Adorni recibe a senadores libertarios en Casa Rosada mientras Bullrich vuelve a marcar distancia
En la semana más delicada desde que quedó envuelto en la controversia por su patrimonio no declarado, Manuel Adorni intentará exhibir una imagen de respaldo político dentro del oficialismo. A partir de las 11, el jefe de Gabinete recibibe en la Casa Rosada a los 21 senadores de La Libertad Avanza en una serie de encuentros escalonados que, oficialmente, tendrán como objetivo discutir la dinámica parlamentaria del segundo semestre. Extraoficialmente, la intención es bastante más urgente: reforzar la defensa interna ante la sesión del jueves, en la que la oposición buscará aprobar una interpelación en su contra y dejar encaminada una eventual moción de censura.
La convocatoria se desarrollará en tres tandas, a las 11, 13.30 y 16, en el despacho que Adorni ocupa en la planta baja de la Casa Rosada. La organización estuvo a cargo del secretario de Asuntos Estratégicos, Ignacio Devitt, uno de los principales articuladores entre el Poder Ejecutivo y el Congreso.
La foto, sin embargo, nacerá incompleta. Patricia Bullrich, presidenta del bloque oficialista en el Senado y una de las voces más críticas hacia Adorni dentro del propio Gobierno, ya anticipó que no participará de la reunión. Cerca de la senadora argumentaron que deberá abocarse a la reunión de Labor Parlamentaria prevista para las 18, donde se definirá la estrategia oficialista frente al intento opositor de avanzar con la interpelación.
La ausencia tiene un peso político particular. No se trata del primer gesto de distanciamiento de Bullrich hacia Adorni. A comienzos de mayo, durante una reunión de gabinete, la exministra de Seguridad había sugerido que el entonces vocero presidencial se apartara temporalmente de la gestión. La semana pasada volvió a cuestionarlo públicamente tras sus explicaciones sobre los 500.000 dólares que reconoció haber mantenido sin declarar y calificó el episodio como “más que un error” y como una “omisión ética”.
En los últimos días, sin embargo, Bullrich moderó su discurso. “El Presidente cree que Adorni dio una explicación razonable”, sostuvo, en un intento por bajar la tensión pública. La contradicción no deja de ser llamativa: la dirigente que más cuestionó la situación patrimonial del jefe de Gabinete es, al mismo tiempo, quien hoy encabeza la ingeniería parlamentaria para intentar evitar que la oposición consiga los votos necesarios para obligarlo a dar explicaciones en el recinto.

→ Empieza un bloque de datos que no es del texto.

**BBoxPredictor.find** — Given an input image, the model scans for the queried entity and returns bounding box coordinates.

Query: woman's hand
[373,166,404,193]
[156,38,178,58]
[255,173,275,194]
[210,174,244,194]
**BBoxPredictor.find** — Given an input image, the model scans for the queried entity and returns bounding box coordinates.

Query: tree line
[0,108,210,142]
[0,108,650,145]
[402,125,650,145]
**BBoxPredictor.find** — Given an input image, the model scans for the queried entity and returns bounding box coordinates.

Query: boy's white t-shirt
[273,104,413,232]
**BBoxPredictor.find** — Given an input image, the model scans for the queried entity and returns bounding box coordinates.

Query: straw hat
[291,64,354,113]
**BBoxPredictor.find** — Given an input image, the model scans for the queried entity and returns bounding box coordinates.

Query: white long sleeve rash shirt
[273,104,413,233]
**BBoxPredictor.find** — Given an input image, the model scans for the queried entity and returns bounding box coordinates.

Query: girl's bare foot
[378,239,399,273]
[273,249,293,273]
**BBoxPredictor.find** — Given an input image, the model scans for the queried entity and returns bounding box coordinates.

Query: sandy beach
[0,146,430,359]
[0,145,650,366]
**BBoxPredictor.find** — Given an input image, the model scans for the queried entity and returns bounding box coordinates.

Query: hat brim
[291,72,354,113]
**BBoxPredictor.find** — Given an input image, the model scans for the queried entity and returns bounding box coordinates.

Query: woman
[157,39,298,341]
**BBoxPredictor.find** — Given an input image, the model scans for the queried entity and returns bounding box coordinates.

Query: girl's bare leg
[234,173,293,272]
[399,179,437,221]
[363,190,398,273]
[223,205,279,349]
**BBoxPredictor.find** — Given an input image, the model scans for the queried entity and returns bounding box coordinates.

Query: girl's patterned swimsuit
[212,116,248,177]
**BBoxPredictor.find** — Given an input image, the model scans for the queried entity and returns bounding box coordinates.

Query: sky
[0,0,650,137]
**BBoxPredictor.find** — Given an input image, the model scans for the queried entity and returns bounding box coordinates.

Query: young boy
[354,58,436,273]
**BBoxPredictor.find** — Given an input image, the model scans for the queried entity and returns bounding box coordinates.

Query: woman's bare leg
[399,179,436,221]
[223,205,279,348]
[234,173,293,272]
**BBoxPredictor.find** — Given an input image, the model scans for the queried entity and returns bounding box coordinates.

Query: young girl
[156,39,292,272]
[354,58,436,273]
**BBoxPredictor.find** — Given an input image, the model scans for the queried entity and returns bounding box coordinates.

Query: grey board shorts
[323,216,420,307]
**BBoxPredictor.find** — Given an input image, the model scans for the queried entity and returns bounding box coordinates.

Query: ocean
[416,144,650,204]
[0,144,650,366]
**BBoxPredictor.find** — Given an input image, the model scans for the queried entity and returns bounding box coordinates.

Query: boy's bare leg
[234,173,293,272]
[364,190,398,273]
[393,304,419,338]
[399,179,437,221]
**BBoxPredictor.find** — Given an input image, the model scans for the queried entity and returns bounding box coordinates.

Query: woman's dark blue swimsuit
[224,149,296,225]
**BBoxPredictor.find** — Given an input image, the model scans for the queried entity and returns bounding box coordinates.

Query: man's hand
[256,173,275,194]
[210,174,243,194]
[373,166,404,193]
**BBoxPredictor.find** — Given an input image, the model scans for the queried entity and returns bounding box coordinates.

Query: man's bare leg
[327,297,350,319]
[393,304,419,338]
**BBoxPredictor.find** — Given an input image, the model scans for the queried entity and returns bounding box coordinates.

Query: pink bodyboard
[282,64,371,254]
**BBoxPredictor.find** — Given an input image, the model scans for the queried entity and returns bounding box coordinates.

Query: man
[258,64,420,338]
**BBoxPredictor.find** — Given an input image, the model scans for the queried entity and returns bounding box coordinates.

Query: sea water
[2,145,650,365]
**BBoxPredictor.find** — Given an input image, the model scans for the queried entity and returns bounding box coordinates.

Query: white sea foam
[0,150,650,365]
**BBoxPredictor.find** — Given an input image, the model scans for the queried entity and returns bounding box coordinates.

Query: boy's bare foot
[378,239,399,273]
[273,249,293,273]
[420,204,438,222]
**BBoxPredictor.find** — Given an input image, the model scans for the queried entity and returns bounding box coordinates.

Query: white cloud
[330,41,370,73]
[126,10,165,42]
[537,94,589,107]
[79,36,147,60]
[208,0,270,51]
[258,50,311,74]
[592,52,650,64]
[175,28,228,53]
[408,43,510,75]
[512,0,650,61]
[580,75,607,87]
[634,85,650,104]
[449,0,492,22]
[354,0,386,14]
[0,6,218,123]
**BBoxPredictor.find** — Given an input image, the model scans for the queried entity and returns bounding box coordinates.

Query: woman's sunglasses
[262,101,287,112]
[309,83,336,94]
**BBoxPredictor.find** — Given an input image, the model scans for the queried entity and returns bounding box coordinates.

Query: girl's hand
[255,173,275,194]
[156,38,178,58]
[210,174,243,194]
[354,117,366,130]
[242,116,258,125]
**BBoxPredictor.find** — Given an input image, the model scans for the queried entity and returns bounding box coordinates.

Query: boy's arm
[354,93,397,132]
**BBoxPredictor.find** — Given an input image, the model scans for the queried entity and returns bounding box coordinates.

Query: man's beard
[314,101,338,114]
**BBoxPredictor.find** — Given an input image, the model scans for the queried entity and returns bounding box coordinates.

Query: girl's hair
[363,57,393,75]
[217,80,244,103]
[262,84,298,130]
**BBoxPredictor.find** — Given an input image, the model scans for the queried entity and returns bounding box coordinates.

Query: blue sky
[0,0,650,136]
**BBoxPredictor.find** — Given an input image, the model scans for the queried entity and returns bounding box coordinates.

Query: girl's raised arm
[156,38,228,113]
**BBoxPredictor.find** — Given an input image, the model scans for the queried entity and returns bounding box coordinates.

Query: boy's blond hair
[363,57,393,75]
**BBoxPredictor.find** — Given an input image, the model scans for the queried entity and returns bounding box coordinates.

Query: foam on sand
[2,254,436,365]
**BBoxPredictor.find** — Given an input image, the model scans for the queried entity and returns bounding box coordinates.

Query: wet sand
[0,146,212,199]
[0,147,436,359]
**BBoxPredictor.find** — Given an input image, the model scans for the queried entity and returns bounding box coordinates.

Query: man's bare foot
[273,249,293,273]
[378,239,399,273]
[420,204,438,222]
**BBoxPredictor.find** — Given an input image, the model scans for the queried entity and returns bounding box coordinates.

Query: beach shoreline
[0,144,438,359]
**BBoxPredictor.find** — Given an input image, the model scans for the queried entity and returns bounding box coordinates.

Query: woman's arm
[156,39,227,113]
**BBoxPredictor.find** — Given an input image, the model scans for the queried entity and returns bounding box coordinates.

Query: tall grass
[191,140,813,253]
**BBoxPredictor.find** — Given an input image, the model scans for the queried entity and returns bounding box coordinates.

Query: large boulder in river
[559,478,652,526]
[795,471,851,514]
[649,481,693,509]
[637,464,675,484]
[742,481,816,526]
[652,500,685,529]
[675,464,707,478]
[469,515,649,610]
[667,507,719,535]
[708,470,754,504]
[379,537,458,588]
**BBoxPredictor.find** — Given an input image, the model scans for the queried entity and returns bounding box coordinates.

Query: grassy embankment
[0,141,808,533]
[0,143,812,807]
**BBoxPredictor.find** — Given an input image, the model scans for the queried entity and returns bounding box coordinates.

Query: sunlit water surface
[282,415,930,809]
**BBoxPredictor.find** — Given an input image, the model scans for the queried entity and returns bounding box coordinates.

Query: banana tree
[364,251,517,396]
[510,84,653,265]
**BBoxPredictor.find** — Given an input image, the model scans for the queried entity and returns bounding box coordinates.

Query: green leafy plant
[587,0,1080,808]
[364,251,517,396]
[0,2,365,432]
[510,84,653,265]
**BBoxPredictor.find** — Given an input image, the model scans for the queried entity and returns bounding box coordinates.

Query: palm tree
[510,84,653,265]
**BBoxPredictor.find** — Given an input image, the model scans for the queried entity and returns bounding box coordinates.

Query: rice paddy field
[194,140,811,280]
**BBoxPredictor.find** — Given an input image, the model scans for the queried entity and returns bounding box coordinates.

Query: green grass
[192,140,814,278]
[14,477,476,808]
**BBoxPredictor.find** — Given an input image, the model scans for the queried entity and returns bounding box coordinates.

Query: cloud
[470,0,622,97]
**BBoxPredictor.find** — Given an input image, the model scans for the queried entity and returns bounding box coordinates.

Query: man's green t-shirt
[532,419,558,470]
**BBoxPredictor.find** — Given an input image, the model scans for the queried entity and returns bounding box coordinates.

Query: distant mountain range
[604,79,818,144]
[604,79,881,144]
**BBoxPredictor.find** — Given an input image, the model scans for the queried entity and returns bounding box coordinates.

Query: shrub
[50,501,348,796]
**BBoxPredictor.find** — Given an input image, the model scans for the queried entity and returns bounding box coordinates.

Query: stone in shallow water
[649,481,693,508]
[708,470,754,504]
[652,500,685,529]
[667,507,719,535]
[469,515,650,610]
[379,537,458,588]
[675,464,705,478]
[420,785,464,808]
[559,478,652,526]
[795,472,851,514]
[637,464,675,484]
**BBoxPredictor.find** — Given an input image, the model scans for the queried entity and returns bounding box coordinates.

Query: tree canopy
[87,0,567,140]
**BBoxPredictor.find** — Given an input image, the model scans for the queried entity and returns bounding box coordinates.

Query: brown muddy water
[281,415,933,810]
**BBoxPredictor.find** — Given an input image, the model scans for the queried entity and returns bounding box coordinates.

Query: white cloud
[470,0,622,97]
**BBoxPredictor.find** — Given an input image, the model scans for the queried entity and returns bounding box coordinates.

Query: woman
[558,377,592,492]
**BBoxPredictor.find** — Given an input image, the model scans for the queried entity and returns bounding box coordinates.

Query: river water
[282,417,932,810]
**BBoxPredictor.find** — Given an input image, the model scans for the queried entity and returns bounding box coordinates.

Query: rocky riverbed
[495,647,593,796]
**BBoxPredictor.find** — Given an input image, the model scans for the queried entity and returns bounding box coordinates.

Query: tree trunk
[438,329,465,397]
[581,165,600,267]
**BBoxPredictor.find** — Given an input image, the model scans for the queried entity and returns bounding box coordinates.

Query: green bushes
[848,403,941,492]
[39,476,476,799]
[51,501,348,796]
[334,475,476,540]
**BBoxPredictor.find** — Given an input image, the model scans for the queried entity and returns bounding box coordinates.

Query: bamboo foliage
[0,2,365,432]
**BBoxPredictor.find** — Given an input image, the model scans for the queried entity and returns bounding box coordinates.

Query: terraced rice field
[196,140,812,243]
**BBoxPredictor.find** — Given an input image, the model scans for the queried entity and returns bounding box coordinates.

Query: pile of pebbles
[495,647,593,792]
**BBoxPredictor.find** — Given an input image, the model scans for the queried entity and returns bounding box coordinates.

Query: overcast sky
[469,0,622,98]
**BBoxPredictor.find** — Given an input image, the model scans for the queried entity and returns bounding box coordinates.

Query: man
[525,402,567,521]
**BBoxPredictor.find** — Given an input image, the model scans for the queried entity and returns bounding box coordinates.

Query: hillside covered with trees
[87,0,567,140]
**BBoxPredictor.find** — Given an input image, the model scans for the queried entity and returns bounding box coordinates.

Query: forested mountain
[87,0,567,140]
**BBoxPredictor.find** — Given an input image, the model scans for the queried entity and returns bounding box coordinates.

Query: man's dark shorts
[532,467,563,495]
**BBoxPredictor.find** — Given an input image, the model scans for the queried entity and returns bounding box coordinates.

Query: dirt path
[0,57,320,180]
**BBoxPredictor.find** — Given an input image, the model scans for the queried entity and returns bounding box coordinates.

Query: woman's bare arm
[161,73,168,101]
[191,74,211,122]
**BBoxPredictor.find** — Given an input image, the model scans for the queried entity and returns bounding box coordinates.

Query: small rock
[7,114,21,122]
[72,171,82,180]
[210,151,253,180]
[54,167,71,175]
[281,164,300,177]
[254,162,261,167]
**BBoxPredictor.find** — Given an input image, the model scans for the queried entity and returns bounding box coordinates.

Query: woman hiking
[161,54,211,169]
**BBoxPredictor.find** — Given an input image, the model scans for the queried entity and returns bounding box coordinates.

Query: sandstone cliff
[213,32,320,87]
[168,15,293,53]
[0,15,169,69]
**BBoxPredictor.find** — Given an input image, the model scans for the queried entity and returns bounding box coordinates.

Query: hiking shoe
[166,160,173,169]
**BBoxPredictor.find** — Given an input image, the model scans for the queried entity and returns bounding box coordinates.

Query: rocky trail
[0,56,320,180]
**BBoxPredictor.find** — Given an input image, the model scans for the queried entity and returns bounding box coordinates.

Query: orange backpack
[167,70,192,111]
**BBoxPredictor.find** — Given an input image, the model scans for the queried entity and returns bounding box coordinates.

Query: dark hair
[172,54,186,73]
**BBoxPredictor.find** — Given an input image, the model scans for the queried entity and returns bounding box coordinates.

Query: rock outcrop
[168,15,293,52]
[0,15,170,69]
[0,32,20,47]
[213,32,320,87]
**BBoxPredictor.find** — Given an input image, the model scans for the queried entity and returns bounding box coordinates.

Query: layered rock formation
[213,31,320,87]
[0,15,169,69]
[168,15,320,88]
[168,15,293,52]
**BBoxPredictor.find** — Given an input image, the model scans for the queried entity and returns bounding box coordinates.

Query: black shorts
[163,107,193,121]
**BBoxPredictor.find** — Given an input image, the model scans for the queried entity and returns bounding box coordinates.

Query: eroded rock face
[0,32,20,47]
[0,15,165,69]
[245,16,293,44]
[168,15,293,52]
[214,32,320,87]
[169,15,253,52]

La discusión gira alrededor de una cuestión reglamentaria que el oficialismo pretende convertir en una barrera política. Mientras la oposición sostiene que alcanza una mayoría simple para habilitar el tratamiento de una iniciativa sin dictamen de comisión, la Casa Rosada insiste en que son necesarios los dos tercios de los presentes. La reunión de Labor Parlamentaria de este martes buscará justamente reabrir esa discusión.
Poroteo
El poroteo que hacen en Balcarce 50 alimenta cierto optimismo. La Libertad Avanza cuenta con 21 senadores propios y apuesta a sumar a los misioneros Carlos Arce y Sonia Rojas Decut, además de la radical Silvana Schneider. Con apenas un aliado adicional, el oficialismo llegaría a 25 votos, un número que consideran suficiente para bloquear el avance opositor.
La ofensiva forma parte de una estrategia más amplia de ganar tiempo. El lunes, Martín Menem ya había conseguido desactivar una sesión especial en Diputados destinada a emplazar comisiones para tratar proyectos de interpelación contra Adorni. La maniobra le permitió al Gobierno despejar el camino para priorizar dos iniciativas económicas que considera centrales: el denominado súper RIGI y el acuerdo con los fondos Bainbridge y Attestor por los litigios pendientes derivados del default de 2001.
En la Casa Rosada insisten en presentar la convocatoria como un simple encuentro de coordinación legislativa. Sin embargo, el contexto le otorga otro significado. Adorni acaba de desprenderse de la vocería presidencial y atraviesa el momento de mayor fragilidad política desde que desembarcó en la Jefatura de Gabinete. Lo que ocurra esta semana en el Senado servirá para medir algo más profundo que una correlación de fuerzas parlamentarias: hasta dónde llega la voluntad del oficialismo de seguir blindándolo.